概要
古英語で3182行。デンマークの王の館を襲う怪物グレンデル、その母、そして50年後の竜。イェーアト族の英雄ベーオウルフが、素手で、剣で、そして竜と相打ちで死ぬ。異教の話を、キリスト教徒の詩人が書いた。写本は一つだけ(ノウェル写本)。1731年、コットン家の図書館の火事で縁が焦げた。1936年、トールキンが「怪物と批評家」で、これは歴史の史料でなく詩だ、と言った。
場所
51.51°N -0.13°E · イギリス・イングランド
本文
話。デンマークのフロースガール王が館ヘオロットを建てた。夜、沼の怪物グレンデル(カインの子孫)が来て、12年、戦士を食う。イェーアト族(スウェーデン南部)の若者ベーオウルフが14人と船で来る。夜、館で、素手でグレンデルと組んで腕を引きちぎる。グレンデルは沼で死ぬ。翌夜、母が来て王の側近を殺す。ベーオウルフは沼に潜り、水底の館で巨人の剣で母を殺す。帰る。50年、イェーアトの王。竜が、盗まれた杯のために目覚めて国を焼く。老王は11人と行く。10人が逃げ、若いウィーグラーフだけが残る。剣が折れ、竜の牙が首に。ウィーグラーフが竜の腹を刺し、ベーオウルフが短剣で切る。竜は死に、王は毒で死ぬ。「宝を見せてくれ」。火葬。塚。「彼は王たちの中で最も穏やかで、最も優しく、民に最も親しく、名誉を最も求めた」。

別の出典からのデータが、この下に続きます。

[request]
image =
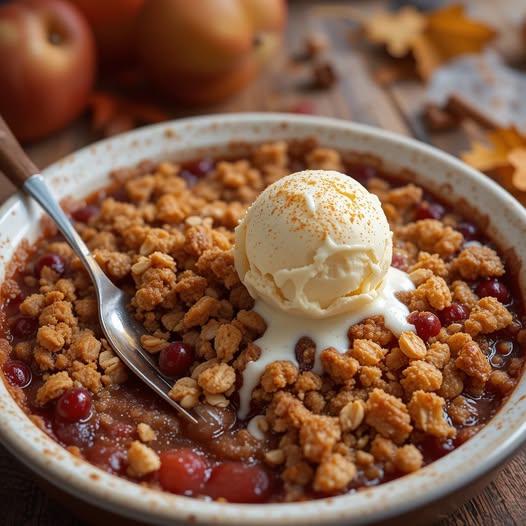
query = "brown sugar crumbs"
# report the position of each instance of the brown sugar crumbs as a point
(386, 407)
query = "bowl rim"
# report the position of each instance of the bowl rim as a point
(126, 496)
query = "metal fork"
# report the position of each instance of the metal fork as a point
(120, 328)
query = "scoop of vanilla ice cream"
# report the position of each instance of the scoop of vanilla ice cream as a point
(315, 243)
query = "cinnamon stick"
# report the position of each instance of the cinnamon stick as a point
(462, 108)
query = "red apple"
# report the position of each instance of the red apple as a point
(47, 66)
(113, 23)
(206, 51)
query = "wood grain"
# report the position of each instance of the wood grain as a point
(357, 97)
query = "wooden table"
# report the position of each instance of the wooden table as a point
(356, 96)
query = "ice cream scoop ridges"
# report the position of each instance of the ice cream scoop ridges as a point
(314, 244)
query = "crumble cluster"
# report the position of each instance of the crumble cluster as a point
(367, 416)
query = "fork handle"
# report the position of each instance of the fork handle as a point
(15, 164)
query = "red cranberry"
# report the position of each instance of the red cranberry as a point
(108, 458)
(238, 482)
(83, 214)
(429, 211)
(54, 261)
(363, 172)
(468, 230)
(493, 287)
(17, 373)
(455, 313)
(426, 324)
(183, 471)
(175, 359)
(74, 405)
(24, 327)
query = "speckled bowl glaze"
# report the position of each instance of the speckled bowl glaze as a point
(431, 492)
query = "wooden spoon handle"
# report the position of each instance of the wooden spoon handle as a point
(14, 162)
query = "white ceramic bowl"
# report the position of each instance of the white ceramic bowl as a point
(418, 495)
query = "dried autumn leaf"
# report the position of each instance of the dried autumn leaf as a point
(448, 33)
(504, 159)
(433, 38)
(518, 161)
(396, 30)
(502, 142)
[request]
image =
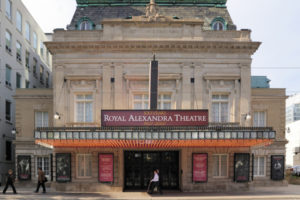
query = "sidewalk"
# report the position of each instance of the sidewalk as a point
(289, 192)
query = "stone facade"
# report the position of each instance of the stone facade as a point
(111, 66)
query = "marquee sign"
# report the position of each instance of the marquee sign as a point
(154, 117)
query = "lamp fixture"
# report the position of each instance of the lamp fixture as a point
(56, 115)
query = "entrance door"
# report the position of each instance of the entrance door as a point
(139, 167)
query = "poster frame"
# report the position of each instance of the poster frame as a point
(18, 159)
(70, 167)
(206, 168)
(113, 166)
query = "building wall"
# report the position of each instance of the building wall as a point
(29, 101)
(9, 58)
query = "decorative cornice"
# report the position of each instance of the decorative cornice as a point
(153, 46)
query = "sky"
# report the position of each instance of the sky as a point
(273, 22)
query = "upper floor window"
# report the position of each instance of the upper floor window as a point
(19, 21)
(259, 119)
(164, 101)
(8, 76)
(84, 108)
(34, 36)
(8, 41)
(19, 79)
(42, 49)
(8, 9)
(141, 101)
(220, 110)
(218, 24)
(19, 51)
(27, 31)
(8, 111)
(41, 119)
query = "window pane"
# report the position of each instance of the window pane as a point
(215, 165)
(224, 165)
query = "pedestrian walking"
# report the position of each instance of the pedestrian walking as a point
(155, 183)
(41, 180)
(10, 182)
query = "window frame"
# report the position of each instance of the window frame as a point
(77, 166)
(84, 101)
(220, 165)
(43, 165)
(220, 101)
(265, 167)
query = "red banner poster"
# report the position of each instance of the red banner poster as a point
(106, 168)
(200, 167)
(154, 118)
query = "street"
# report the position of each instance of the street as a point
(289, 192)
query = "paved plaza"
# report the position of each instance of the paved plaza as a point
(289, 192)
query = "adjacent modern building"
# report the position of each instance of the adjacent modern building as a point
(25, 62)
(139, 86)
(293, 130)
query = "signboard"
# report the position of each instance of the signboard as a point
(106, 168)
(154, 117)
(200, 167)
(63, 167)
(241, 167)
(277, 167)
(24, 167)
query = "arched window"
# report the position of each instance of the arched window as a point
(85, 24)
(218, 24)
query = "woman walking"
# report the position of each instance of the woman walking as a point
(10, 182)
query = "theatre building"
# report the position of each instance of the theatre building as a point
(141, 85)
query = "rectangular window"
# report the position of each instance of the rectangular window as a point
(43, 163)
(84, 165)
(164, 102)
(27, 59)
(141, 101)
(41, 74)
(220, 110)
(259, 119)
(8, 111)
(8, 41)
(8, 152)
(84, 108)
(41, 48)
(47, 79)
(19, 51)
(34, 66)
(19, 21)
(8, 9)
(27, 84)
(8, 76)
(220, 165)
(19, 79)
(34, 41)
(41, 119)
(259, 166)
(27, 31)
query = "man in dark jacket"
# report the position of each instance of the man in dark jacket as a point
(41, 181)
(10, 181)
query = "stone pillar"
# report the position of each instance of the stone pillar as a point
(186, 87)
(198, 102)
(118, 87)
(106, 90)
(245, 99)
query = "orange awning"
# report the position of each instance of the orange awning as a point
(52, 143)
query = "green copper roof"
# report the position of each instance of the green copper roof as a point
(218, 3)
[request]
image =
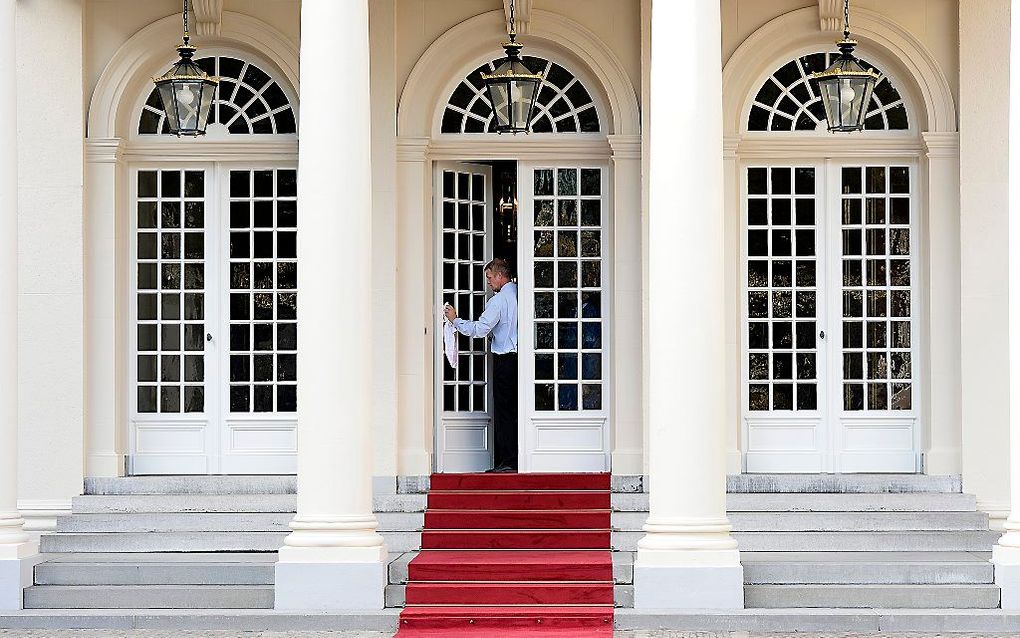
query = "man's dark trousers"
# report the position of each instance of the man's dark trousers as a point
(505, 410)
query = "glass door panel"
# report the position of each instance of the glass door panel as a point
(463, 246)
(564, 298)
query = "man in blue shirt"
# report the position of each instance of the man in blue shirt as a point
(500, 320)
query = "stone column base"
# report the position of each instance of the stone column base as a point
(694, 587)
(15, 575)
(328, 586)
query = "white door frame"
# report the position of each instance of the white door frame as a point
(199, 443)
(829, 452)
(553, 149)
(463, 442)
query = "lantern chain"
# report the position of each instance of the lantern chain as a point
(187, 35)
(846, 19)
(512, 31)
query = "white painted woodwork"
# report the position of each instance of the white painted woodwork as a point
(464, 433)
(563, 439)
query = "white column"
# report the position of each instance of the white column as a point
(16, 548)
(334, 558)
(944, 453)
(414, 334)
(687, 558)
(1006, 553)
(103, 416)
(627, 435)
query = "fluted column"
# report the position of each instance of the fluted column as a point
(334, 558)
(15, 545)
(686, 558)
(1006, 553)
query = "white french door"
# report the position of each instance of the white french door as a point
(828, 311)
(213, 310)
(463, 211)
(563, 252)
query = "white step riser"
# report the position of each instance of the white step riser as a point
(153, 574)
(163, 597)
(867, 574)
(832, 522)
(194, 541)
(844, 541)
(200, 503)
(823, 502)
(160, 522)
(893, 596)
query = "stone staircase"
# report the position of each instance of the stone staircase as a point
(184, 542)
(830, 541)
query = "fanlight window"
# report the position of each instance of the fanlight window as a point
(247, 101)
(789, 100)
(563, 105)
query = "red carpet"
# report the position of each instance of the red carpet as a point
(508, 554)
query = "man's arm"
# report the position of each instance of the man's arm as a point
(486, 323)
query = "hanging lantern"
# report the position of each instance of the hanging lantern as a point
(512, 88)
(846, 86)
(186, 91)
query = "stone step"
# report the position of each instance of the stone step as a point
(192, 541)
(883, 596)
(866, 568)
(157, 571)
(842, 483)
(832, 521)
(149, 596)
(269, 503)
(844, 541)
(824, 502)
(214, 522)
(623, 595)
(164, 485)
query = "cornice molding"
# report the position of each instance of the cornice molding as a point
(941, 144)
(412, 149)
(624, 146)
(278, 150)
(103, 150)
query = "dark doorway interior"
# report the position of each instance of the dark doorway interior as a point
(505, 212)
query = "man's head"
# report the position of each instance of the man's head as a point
(497, 274)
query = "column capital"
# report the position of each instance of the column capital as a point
(412, 149)
(103, 150)
(941, 144)
(624, 146)
(729, 145)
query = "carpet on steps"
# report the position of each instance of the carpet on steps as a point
(513, 555)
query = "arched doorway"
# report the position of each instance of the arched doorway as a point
(562, 181)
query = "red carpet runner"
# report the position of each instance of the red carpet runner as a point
(513, 554)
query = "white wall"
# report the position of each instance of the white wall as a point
(50, 303)
(984, 31)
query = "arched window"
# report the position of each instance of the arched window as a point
(788, 100)
(563, 105)
(248, 101)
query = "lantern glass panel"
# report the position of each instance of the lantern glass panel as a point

3182行。古英語。頭韻(各行、前半と後半が、強勢のある音節の頭の子音で結ばれる)。ケニング(「鯨の道」=海、「戦いの光」=剣)。物語の中に別の物語(フィンとヒルデブルフ、シゲムンド、ヘレモード)。キリスト教徒の詩人が、キリスト教以前の英雄を、悲しみを持って書いた。神は一つ(旧約の神。キリストは出てこない)。運命(ウィルド)。「運命は、勇気を持つ者を、しばしば救う」。
いつ書かれたか。8世紀から11世紀まで説がある。舞台は6世紀のデンマークとスウェーデン(ヒュゲラーク王のフリースラント遠征は、フランクの史料から521年頃と分かる)。
写本は一つ。「ノウェル写本」。大英図書館 Cotton Vitellius A.xv。1000年頃、2人の写字生。『東方の驚異』『アレクサンドロスの手紙』『ユディト』と一緒に綴じられている(怪物の本、と言う人がいる)。ローレンス・ノウェル(16世紀の古物家)が持ち、ロバート・コットン卿が集めた。1731年10月23日、ウェストミンスターのアッシュバーナム・ハウスでコットン図書館が焼けた。写本は縁が焦げ、その後100年、縁が崩れ続けた。1786〜87年、デンマーク人トルケリンが2つの写しを作った(それでいま失われた文字の一部が分かる)。1815年、トルケリンのラテン語訳で最初の刊本。「デンマークの叙事詩」として。
1936年、J・R・R・トールキンが英国学士院で講演した。「ベーオウルフ:怪物と批評家」。それまでこの詩は歴史と言語の史料で、「怪物の話が真ん中にあるのが残念だ」と言われていた。トールキンは「怪物こそが中心だ。若さと老い、勝利と敗北、生と死を、詩人は怪物と竜で描いた。これは詩だ」。以来、詩として読まれた。『ホビット』の竜スマウグと盗まれた杯は、ここから来ている。
シェイマス・ヒーニーの訳(1999年)は最初の一語 Hwæt を「So.」と訳した。ジョン・ガードナー『グレンデル』(1971年)は怪物の側から書いた。焦げた縁の写本は、いま、大英図書館のガラスの箱の中にある。